Oudshoorn is a Dutch science and technology studies scholar of considerable renown, especially for work on hormones (Beyond the Natural Body: An Archaeology of Sex Hormones, New York: Routledge, 1994) and the consumption junction (How Users Matter, coedited with Trevor Pinch; Cambridge, Mass.: MIT Press, 2003). She draws on both domains of expertise in her book on this surprisingly understudied topic. It is beautifully written and analytically quite sophisticated without being at all dense.

This is important recent history not only in terms of medicine, techno-science, reproduction, and feminist studies but also and fascinatingly in terms of North/South and postcolonial studies. Two of the major actors in the development of the male Pill were the governments of China and India. Both have often been portrayed by feminists and others (accurately so) as profoundly exploitative of women in terms of population control strategies. Neither has been avid regarding the reproductive rights of women. Oudshoorn gives a much more nuanced reading, but one that does not lose its feminist bite. That is, governmental support for the development of a male Pill by India and China is not feminist in its origins but concerned with population control. Ironically, those governments then ended up allied with segments of Western feminists in advocating for more male contraceptive development generally and the male Pill specifically.
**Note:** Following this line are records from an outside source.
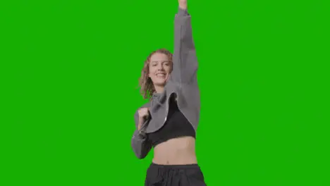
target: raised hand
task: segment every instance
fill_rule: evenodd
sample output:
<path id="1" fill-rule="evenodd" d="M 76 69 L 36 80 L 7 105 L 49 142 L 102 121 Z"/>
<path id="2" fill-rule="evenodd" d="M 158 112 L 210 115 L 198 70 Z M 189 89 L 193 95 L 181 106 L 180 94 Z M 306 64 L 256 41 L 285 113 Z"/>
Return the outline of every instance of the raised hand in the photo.
<path id="1" fill-rule="evenodd" d="M 141 129 L 142 125 L 145 123 L 145 120 L 149 116 L 148 108 L 141 108 L 138 111 L 139 113 L 139 123 L 138 125 L 138 130 Z"/>
<path id="2" fill-rule="evenodd" d="M 183 10 L 187 9 L 187 1 L 188 0 L 178 0 L 180 8 Z"/>

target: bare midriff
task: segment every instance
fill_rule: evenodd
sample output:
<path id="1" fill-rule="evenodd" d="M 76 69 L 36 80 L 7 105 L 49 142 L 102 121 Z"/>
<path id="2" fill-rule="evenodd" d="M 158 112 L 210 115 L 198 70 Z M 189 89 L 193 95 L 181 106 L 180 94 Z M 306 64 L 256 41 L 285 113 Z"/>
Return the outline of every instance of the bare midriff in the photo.
<path id="1" fill-rule="evenodd" d="M 160 165 L 197 163 L 195 138 L 181 137 L 159 144 L 154 148 L 152 162 Z"/>

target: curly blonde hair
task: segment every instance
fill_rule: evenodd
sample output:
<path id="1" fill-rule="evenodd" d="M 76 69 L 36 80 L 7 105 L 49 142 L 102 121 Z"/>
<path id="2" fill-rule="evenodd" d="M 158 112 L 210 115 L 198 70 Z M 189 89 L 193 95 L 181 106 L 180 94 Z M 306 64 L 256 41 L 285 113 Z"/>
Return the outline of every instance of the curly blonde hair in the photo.
<path id="1" fill-rule="evenodd" d="M 151 78 L 149 77 L 149 64 L 150 62 L 150 58 L 154 54 L 156 53 L 164 54 L 166 55 L 169 58 L 169 61 L 171 62 L 171 64 L 172 64 L 173 54 L 166 49 L 157 49 L 149 54 L 149 56 L 145 61 L 145 64 L 141 72 L 141 77 L 139 80 L 139 85 L 140 87 L 140 93 L 141 94 L 141 95 L 142 95 L 144 99 L 151 99 L 152 94 L 155 92 L 154 84 Z"/>

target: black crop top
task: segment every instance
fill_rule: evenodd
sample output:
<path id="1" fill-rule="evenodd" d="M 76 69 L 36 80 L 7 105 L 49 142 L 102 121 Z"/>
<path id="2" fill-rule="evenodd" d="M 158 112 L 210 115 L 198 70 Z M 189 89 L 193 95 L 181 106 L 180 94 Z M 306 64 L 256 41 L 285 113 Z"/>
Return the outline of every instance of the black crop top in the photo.
<path id="1" fill-rule="evenodd" d="M 192 125 L 178 109 L 175 97 L 172 97 L 169 100 L 169 114 L 165 124 L 159 130 L 149 133 L 148 140 L 154 147 L 169 140 L 183 136 L 195 138 L 196 133 Z"/>

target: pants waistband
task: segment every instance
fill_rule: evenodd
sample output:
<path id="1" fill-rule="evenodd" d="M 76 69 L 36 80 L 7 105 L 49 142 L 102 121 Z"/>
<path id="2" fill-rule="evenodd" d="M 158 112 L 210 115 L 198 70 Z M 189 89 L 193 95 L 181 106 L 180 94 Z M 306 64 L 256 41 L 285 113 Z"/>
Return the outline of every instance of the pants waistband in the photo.
<path id="1" fill-rule="evenodd" d="M 178 168 L 178 169 L 190 169 L 190 168 L 200 168 L 200 166 L 197 163 L 185 164 L 185 165 L 161 165 L 152 163 L 151 167 L 163 168 Z"/>

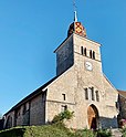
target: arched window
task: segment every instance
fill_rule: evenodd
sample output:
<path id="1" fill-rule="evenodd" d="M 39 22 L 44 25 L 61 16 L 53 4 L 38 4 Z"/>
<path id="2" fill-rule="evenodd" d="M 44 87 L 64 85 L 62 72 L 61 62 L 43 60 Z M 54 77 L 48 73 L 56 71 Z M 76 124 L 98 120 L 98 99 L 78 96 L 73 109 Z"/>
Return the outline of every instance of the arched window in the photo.
<path id="1" fill-rule="evenodd" d="M 86 48 L 84 49 L 84 55 L 86 56 Z"/>
<path id="2" fill-rule="evenodd" d="M 93 57 L 93 55 L 92 55 L 92 50 L 90 50 L 90 57 L 91 57 L 91 59 Z"/>
<path id="3" fill-rule="evenodd" d="M 96 101 L 99 102 L 98 91 L 96 91 Z"/>
<path id="4" fill-rule="evenodd" d="M 95 60 L 95 52 L 93 51 L 93 59 Z"/>
<path id="5" fill-rule="evenodd" d="M 83 46 L 81 46 L 81 54 L 82 54 L 82 55 L 84 54 L 84 49 L 83 49 Z"/>
<path id="6" fill-rule="evenodd" d="M 85 91 L 85 99 L 88 99 L 88 89 L 85 88 L 84 91 Z"/>
<path id="7" fill-rule="evenodd" d="M 95 101 L 95 97 L 94 97 L 94 87 L 91 87 L 91 94 L 92 94 L 92 101 Z"/>

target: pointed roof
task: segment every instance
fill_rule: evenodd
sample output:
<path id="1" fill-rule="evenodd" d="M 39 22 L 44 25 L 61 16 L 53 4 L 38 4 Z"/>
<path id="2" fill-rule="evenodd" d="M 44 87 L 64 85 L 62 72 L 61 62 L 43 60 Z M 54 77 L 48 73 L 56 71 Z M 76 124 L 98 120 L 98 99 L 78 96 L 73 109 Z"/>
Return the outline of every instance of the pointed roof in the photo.
<path id="1" fill-rule="evenodd" d="M 75 4 L 75 3 L 74 3 Z M 86 30 L 81 22 L 77 21 L 77 12 L 74 10 L 74 22 L 70 25 L 67 31 L 67 38 L 72 34 L 76 33 L 81 36 L 86 36 Z"/>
Odd bedfellows indeed! This alliance then had to convince multiple transgovernmental [End Page 608] organizations and nongovernmental organizations (including the UN Family Planning Agency and the World Health Organization) as well as reproductive scientists and clinical researchers to go down this research path—more accurately, to create the path itself. In the 1950s there were only six sites on the planet where male reproduction appeared on the research agenda. Male contraceptive development was and remains an uphill battle.

Oudshoorn helps readers grasp how stunning differences—including resistances within segments of the scientific and other communities involved—are tolerated within large, multisited, social organizational efforts over time. Somehow the broader, long-term commitments to improving male contraception have greased the skids under various recalcitrant elements in ways that are still keeping this project moving. Few studies have taken up such multinational scientific research projects, although these are becoming increasingly common. Oudshoorn's work will serve as a model.
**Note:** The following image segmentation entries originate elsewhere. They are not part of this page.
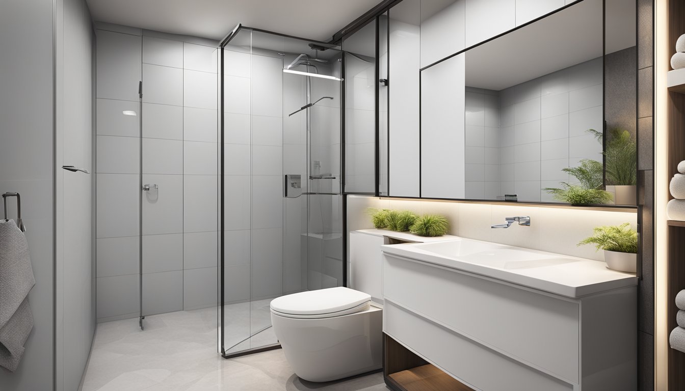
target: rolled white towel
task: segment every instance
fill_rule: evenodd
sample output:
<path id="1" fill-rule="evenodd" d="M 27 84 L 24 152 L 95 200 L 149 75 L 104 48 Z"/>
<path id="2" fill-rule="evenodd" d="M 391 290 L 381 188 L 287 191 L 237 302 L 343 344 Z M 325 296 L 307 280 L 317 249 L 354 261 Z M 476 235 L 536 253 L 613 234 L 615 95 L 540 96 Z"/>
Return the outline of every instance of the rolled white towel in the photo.
<path id="1" fill-rule="evenodd" d="M 675 327 L 669 336 L 669 344 L 671 347 L 682 352 L 685 352 L 685 329 Z"/>
<path id="2" fill-rule="evenodd" d="M 666 205 L 666 214 L 670 220 L 685 221 L 685 199 L 672 199 Z"/>
<path id="3" fill-rule="evenodd" d="M 671 67 L 673 69 L 685 68 L 685 53 L 676 53 L 671 58 Z"/>
<path id="4" fill-rule="evenodd" d="M 681 174 L 685 174 L 685 160 L 678 163 L 678 172 Z"/>
<path id="5" fill-rule="evenodd" d="M 671 195 L 678 199 L 685 199 L 685 175 L 675 174 L 669 184 Z"/>
<path id="6" fill-rule="evenodd" d="M 678 310 L 685 310 L 685 289 L 675 295 L 675 306 Z"/>
<path id="7" fill-rule="evenodd" d="M 675 41 L 675 51 L 685 51 L 685 34 L 679 36 Z"/>

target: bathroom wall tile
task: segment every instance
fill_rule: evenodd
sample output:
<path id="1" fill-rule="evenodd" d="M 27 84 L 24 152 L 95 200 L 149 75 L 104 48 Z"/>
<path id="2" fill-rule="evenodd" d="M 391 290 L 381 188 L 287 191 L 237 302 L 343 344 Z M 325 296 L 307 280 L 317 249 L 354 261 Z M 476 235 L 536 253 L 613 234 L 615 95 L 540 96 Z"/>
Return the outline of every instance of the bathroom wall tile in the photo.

Part I describes who the advocates of male contraception were and how they have attempted to overcome resistance to a male Pill by developing an alternative research and development network (Chapter 2). Because of initial pharmaceutical industry disinterest, international public sector agencies became primary actors. They first created a worldwide laboratory to synthesize hormonal contraceptive compounds, the chosen research direction (Chapter 3). They then extended this network for research and development to create the requisite infrastructure for clinical testing (Chapter 4). In some contrast to (female) Pill history, testing of the male Pill has been exceptionally rigorous in terms of safety (Chapter 5).

Part II shifts to the cultural work involved in sponsoring, developing, and promoting male contraception. First males needed to be configured as constituents of family planning services nationally and internationally, destabilizing many assumptions about users (Chapter 6). Service delivery situations also needed to be reinvented, and a "drastic reorganization of the infrastructure of family planning clinics, including the founding of special clinics for men" (p. 18) was requisite (Chapter 7). The needs and issues involved in delivering male contraception downstream were themselves initially confronted as part of the many challenges of recruiting men into the clinical trials (Chapter 8). To boot, advocates then needed to hone...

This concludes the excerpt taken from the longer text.